Developers offer 90 per cent financing, give a few years of interest-only mortgage payments to buy even more time until the crash; even with a 50 per cent crash the property developers will still be holding enough equity to prevail.
Earlier this month, Lai Sun Group’s new real estate development offered micro flats as small as 157 square feet in Mong Kok. They sold the first batch of 98 units offered in one Sunday, parking stall sized apartments costing nearly HK$3 million (US$384,000)according to figures obtained by a South China Morning Post.
Many buyers were young, and came to the sales office with their parents and 30 per cent were investors, not end users.
The strong sales results were in contrast to a Citibank survey released in late July, which showed only one out of 100 Hong Kong people considered the second half of this year a good time to buy homes in the city. That’s despite 57 per cent of respondents who still expected home prices to rise in Hong Kong.
Extrapolating that statistic, even if only one per cent of surveyed people in the population were confident in buying, that makes about 70,000 people.
That’s a credible buying group with only 98 flats available on a Sunday. So rather than being an indicator of living standards and a normal market, squeezing out a trickle of completed flats just enough to test marginal demand is only a way to maximise and sustain prices and sales.

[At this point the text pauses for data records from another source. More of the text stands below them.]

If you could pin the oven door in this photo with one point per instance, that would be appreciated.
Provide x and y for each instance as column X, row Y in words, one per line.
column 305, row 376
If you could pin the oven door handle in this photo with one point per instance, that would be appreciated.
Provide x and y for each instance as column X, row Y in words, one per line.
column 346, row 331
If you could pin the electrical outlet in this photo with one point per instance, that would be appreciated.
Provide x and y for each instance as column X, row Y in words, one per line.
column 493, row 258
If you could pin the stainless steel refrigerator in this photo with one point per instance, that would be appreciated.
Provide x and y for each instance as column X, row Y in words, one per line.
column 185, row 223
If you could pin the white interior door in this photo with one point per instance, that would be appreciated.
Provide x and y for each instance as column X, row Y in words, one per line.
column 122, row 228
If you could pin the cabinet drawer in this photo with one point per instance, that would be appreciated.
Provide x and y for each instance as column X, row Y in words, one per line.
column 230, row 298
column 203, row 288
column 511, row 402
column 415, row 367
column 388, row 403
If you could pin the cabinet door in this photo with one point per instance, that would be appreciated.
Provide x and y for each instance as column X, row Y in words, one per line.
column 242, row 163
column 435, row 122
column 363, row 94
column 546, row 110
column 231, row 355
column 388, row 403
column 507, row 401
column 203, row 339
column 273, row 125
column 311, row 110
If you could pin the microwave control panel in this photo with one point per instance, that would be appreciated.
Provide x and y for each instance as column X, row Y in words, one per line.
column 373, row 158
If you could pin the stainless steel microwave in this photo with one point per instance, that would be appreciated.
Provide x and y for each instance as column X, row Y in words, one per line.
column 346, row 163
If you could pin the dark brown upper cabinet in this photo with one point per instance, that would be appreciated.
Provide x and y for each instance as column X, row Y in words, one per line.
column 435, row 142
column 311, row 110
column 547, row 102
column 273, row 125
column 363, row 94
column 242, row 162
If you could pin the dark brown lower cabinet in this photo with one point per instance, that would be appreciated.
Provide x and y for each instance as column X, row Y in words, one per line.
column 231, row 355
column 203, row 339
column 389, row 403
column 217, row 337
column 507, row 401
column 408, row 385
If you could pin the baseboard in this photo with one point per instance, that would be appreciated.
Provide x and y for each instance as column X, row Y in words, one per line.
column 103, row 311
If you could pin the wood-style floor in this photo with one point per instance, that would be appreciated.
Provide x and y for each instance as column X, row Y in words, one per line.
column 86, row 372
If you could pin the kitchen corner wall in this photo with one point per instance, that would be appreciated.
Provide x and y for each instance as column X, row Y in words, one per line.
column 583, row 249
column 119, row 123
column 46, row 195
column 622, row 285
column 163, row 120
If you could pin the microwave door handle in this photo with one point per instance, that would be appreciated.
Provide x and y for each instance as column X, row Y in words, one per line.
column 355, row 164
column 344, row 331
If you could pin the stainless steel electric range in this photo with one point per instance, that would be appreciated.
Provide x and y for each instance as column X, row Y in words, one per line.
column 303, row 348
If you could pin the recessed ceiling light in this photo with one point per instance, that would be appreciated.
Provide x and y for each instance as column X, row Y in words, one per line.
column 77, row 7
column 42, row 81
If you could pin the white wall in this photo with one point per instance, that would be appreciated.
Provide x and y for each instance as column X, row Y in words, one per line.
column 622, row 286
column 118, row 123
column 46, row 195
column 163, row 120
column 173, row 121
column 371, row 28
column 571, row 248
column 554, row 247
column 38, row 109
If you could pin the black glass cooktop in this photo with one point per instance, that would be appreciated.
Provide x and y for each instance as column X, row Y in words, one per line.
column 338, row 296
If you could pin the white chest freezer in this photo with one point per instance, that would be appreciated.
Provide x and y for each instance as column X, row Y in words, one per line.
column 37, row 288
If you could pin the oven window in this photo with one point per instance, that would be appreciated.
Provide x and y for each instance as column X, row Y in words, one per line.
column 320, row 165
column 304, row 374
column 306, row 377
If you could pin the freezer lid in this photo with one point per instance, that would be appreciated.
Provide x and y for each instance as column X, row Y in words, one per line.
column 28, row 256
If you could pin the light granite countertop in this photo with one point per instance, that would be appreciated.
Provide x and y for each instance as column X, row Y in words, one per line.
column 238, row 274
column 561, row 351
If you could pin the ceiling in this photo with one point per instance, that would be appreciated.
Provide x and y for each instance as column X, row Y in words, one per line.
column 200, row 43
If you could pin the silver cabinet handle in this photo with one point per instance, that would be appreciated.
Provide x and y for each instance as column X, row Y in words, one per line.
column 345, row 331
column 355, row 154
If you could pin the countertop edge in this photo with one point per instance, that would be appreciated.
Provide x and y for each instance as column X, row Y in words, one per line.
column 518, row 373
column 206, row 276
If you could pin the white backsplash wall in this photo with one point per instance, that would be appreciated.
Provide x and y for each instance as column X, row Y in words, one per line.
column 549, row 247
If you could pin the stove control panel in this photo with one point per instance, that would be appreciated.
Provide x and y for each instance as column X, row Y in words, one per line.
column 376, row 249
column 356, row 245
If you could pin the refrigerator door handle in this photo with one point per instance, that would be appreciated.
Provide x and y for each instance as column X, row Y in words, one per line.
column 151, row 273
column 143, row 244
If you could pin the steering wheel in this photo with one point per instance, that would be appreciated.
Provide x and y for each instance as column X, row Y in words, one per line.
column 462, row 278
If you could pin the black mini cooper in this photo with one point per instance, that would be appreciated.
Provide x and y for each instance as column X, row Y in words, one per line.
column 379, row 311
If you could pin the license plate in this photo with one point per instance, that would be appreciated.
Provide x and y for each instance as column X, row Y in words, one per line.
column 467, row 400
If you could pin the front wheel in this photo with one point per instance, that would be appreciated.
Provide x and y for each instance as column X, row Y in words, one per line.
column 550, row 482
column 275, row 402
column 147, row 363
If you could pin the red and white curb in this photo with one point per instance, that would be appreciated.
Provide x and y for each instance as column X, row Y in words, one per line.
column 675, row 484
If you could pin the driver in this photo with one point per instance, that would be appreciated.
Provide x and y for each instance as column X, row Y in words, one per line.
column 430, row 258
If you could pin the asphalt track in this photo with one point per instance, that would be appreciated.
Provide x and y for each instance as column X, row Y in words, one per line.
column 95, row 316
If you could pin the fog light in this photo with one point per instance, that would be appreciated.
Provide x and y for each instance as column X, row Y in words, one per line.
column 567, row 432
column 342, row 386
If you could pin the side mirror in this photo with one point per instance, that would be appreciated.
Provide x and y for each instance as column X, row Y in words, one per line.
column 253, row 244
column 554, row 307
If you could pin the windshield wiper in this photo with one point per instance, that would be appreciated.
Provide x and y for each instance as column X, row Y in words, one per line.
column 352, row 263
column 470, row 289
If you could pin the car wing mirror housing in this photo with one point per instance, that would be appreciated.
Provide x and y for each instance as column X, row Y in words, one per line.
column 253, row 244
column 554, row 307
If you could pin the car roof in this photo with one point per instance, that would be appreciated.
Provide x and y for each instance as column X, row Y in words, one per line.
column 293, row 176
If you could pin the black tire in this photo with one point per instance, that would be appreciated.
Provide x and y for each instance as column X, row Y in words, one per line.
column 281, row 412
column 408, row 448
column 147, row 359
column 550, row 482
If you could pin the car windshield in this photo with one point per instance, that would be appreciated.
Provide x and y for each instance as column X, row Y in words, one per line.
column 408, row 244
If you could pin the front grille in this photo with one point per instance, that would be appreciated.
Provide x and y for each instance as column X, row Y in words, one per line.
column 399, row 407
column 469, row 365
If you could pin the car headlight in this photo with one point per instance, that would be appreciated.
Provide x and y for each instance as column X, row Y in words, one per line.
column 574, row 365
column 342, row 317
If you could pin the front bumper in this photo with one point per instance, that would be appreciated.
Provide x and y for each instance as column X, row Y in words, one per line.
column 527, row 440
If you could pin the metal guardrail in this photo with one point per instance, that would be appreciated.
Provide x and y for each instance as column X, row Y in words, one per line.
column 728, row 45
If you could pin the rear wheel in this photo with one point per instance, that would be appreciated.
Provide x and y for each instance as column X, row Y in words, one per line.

The economic travesties just keep on rolling in August.
The SCMP reported that Eton Properties is converting 18 flats into 270 units as small as 80 square feet to rent out starting at HK$7,600 as co-living space to young graduates and job seekers in Woodland Villas, on Shouson Hill. It is considered a luxurious complex in one of Hong Kong’s most prestigious neighbourhoods where Li Ka-shing lives.
By subdividing, Eton gets 270 units out of the complex compared with just 18 before conversion. The monthly unit price of HK$95 per square foot is 13 per cent more than for serviced apartment operated by the Four Seasons Hotel in Central.
Fewer expatriates with generous housing allowances makes it difficult for landlords to find rich tenants.
For Woodland Villas, its 1,600 square foot units were offered for rent at HK$98,000 per month not including a monthly management fee of HK$8,750.
Wealthy mainlanders prefer to buy rather than rent luxury flats, which left Eton little choice but to downsize, to continue owning the complex.
The government’s commitment to quality of living standards and the economic welfare of its citizens is being sorely challenged by its philosophical reluctance to socialise and regulate flat sales in Hong Kong.
There is no shortage of reform proposals – but the biggest enemy of serious property reforms are developers and government bureaucrats who will continue on their path until social and economic breakdown occurs.
Peter Guy is a financial writer and former international banker.